Major US indices notched a string of records in recent sessions following last week's initial US-China trade agreement. But only the Nasdaq managed to eke out another new peak on Wednesday while the Dow and S&P 500 both retreated slightly.
Some analysts saw the weak FedEx results as having an outsized impact. The shipping company lost more than 10 percent as it missed analyst estimates due in part to high costs for e-commerce investments and complained of the drag from "weak global economic conditions."
"I am wondering if the news from FedEx has not caused investors to second guess expected growth in the global economy in the coming year, since transportation stocks tend to be leading indicators," said Sam Stovall, chief investment strategist at CFRA Research.
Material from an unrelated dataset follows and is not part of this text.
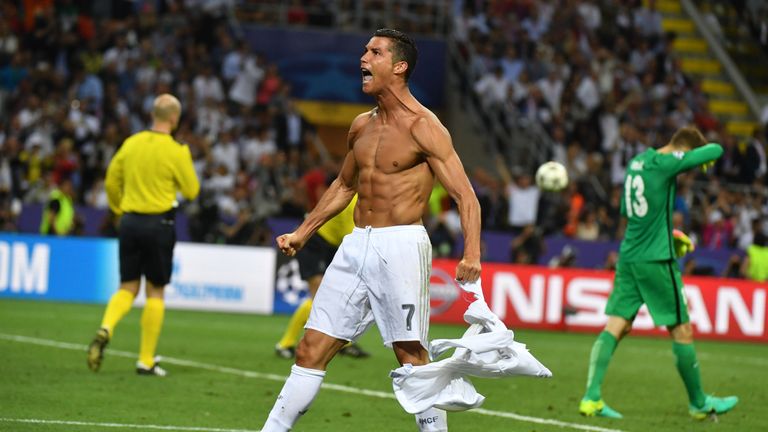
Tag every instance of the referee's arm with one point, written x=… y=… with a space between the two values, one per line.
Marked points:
x=113 y=183
x=186 y=177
Investors appeared unperturbed by an impending vote in the House of Representatives to impeach President Donald Trump, in part because the effort is unlikely to result in Mr Trump's removal from office after a trial in the Republican-controlled Senate.
"US traders continue to keep one eye on impeachment proceedings, but even when the president does eventually suffer the ignominy of being indicted we can remain confident that the overall result will still end in failure for the Democrats, given the control of the Senate wielded by Republicans," said Chris Beauchamp, chief market analyst at IG.
UPBEAT GERMAN DATA
London edged higher as the pound continued to retreat, while Paris and Frankfurt both declined.
The closely-watched Ifo institute's monthly German business climate index climbed 1.2 points to 96.3 this month, its strongest reading since June and higher than forecasts from analysts surveyed by Factset.
Germany's powerful industrial sector has suffered from questions over trade conflicts, notably between the US and China, and Brexit.
But uncertainty has receded in recent days amid word the White House and Beijing have a deal, while a resounding election victory for Prime Minister Boris Johnson has cleared the way for Britain's departure from the EU with a deal and a months-long transition period.
LBBW bank economist Uwe Burkert saw the improved Ifo reading as a "conciliatory closure to a messed-up year."
"Let's hope now that with the easing of tensions over Brexit and the trade conflict, growth in industry will find its feet again," he said.
On the corporate front, French carmaker PSA and US-Italian rival Fiat Chrysler said they had agreed terms on a merger to create the world's fourth largest automaker as the sector grapples with the difficult and costly transition to cleaner and more sustainable mobility.
Shares in PSA climbed 1.5 per cent to 22.45 euros in Paris trading, while shares in Fiat Chrysler ended nearly unchanged in Milan at 13.60 euros.